Akfen HES Yatırımları ve Enerji Üretim AŞ (HES-1) bünyesinde toplam 131.67 MW kurulu gücünde 11 proje, Akfen Hidroelektrik Santrali Yatırımları AŞ (HES-2) bünyesinde toplam 118.81 MW kurulu gücünde sekiz proje olduğunu açıklayan Saffet Atıcı, Akfen Enerji Kaynakları Üretim AŞ (HES-3) bünyesinde proje dizayn süreci devam eden baraj tipi Laleli HES ve lisans süreci devam eden nehir tipi Adadağı HES olmak üzere toplam 104 MW kurulu güce sahip iki proje bulunduğunu vurguladı. Atıcı, “Bunun yanı sıra Çoruh Nehri üzerinde yapılması planlanan Laleli HES projesinin de temelini yine 2012 yılı içinde atmayı planlıyoruz” dedi.

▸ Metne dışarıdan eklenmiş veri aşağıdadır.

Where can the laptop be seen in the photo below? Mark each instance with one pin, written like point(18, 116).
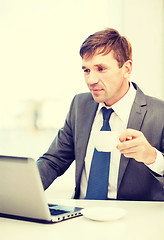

Akfen Holding’in enerji yatırımlarının, proje aşamasında olanlar da dahil olmak üzere portföylerinde yer alan hidroelektrik santrallerinin toplam yatırım tutarı hakkında bilgi veren Saffet Atıcı, HES-1 için 228 milyon Euro, HES-2 için 147 milyon Euro ve HES-3 için 157.5 milyon Euro olmak üzere toplam 532 milyon Euro değerinde olduğunu açıkladı. Atıcı, enerji yatırımlarının finansmanını kendi öz kaynakları ve banka kredileri vasıtasıyla gerçekleştirdiklerini söyledi. Akfen Holding olarak hidroelektrik santrali yatırımlarında Ocak 2007 tarihinden bu yana iştirakleri vasıtasıyla faaliyet gösterdiklerini hatırlatan Atıcı, yenilenebilir HES portföylerinin megavatsaat başına 73 dolar alım garantisine sahip olduğunu, üretiminin ilk 10 yılı boyunca oluşabilecek fiyat risklerine karşı koruma altında bulunduğunu dile getirdi. Yatırım programlarına uygun şekilde hidroelektrik santrallerinin ticari enerji üretimi için devreye alınmasıyla beraber, 2011 yılının ilk dokuz ayı itibariyle faaliyete geçen dokuz santralin toplam kurulu gücünün 115.02 MW olduğunu söyleyen Atıcı, “Yıllık ise 497.71 milyon GW/h enerji üretim kapasitesine ulaştı. 2012 yılı sonuna kadar toplam 224 MW enerji üretimine ulaşılmayı hedefliyoruz” diye konuştu.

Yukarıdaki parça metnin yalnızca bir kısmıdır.